The chief executive of Mozilla, Brendan Eich, who made a $1,000 contribution in 2008 to support a ban on gay marriage, believes they can. But a number of his employees and people outside the company disagree.

On Tuesday Mr. Eich tried to quell outrage about his views opposing gay marriage, saying that he is capable of separating his personal beliefs from those of the business he is running.

In a phone interview Mr. Eich said Mozilla, the maker of the Firefox browser, asks employees to leave their personal views — whether religious or the right of same sex-couples to marry — at the door of the company and, while at work, to focus on expanding the mission of the Firefox browser.

“I do separate our beliefs from our mission,” Mr. Eich said. “I have always lived by the principle of inclusiveness; if you can’t leave your other stuff at the door you’re going to break into other groups. We have to be one group.” He added: “In some places people see a unity of the personal and political. Mozilla can’t do that or we’ll fail.”

But some employees seemed to disagree, noting over the last couple of weeks on Twitter that Mr. Eich should step down and that his views were counter to the goals of the open-source software company.

Internally Mr. Eich has been holding companywide meetings to discuss the issue, defending his views as personal and repeatedly telling employees that Mozilla practices “inclusiveness,” which is often used to note that people within an organization have diverse backgrounds.

On Tuesday Viking Karwur, the Mozilla Indonesia community manager, shared a picture on Twitter of one of the company’s town hall meetings. But the image was later deleted from his account.

When asked if Mr. Eich might step down if the controversy surrounding his political donations and his beliefs continued to grow, Mr. Eich said he served as chief executive at the request of the board of Mozilla, and it would be up to those members to decide his fate.

“I serve at the pleasure of the board. I would have them ask me to step down,” he said. “Until then I have to be C.E.O. 100 percent.”
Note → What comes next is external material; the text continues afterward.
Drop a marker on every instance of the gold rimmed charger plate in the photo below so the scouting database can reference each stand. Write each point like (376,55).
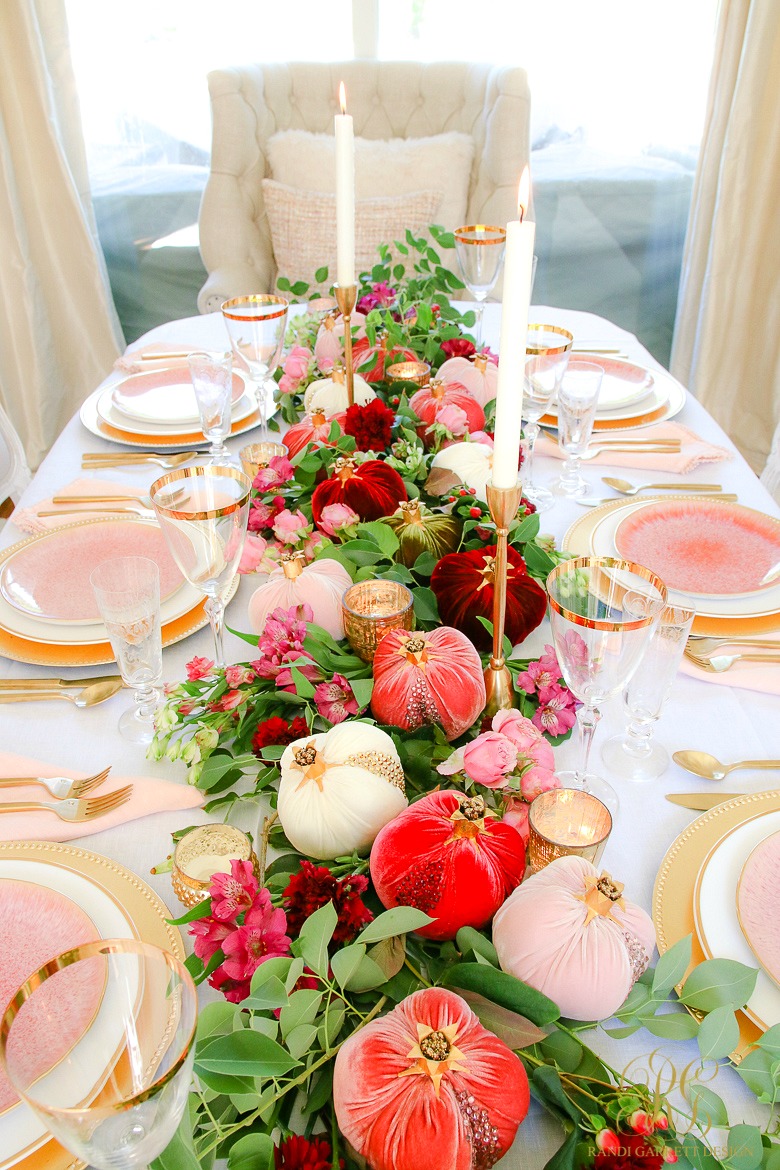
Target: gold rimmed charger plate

He said that his beliefs would not change the way he managed the company or how employees were treated at Mozilla. “I’m supporting all of the same benefits we’ve always supported across L.G.B.T. equality,” he said.

When asked if he still supported the ban on gay marriage, Mr. Eich declined to answer directly.

“I really don’t want to talk about personal beliefs,” he said, declaring that not everyone can separate their personal views from their business views. “I think I have.”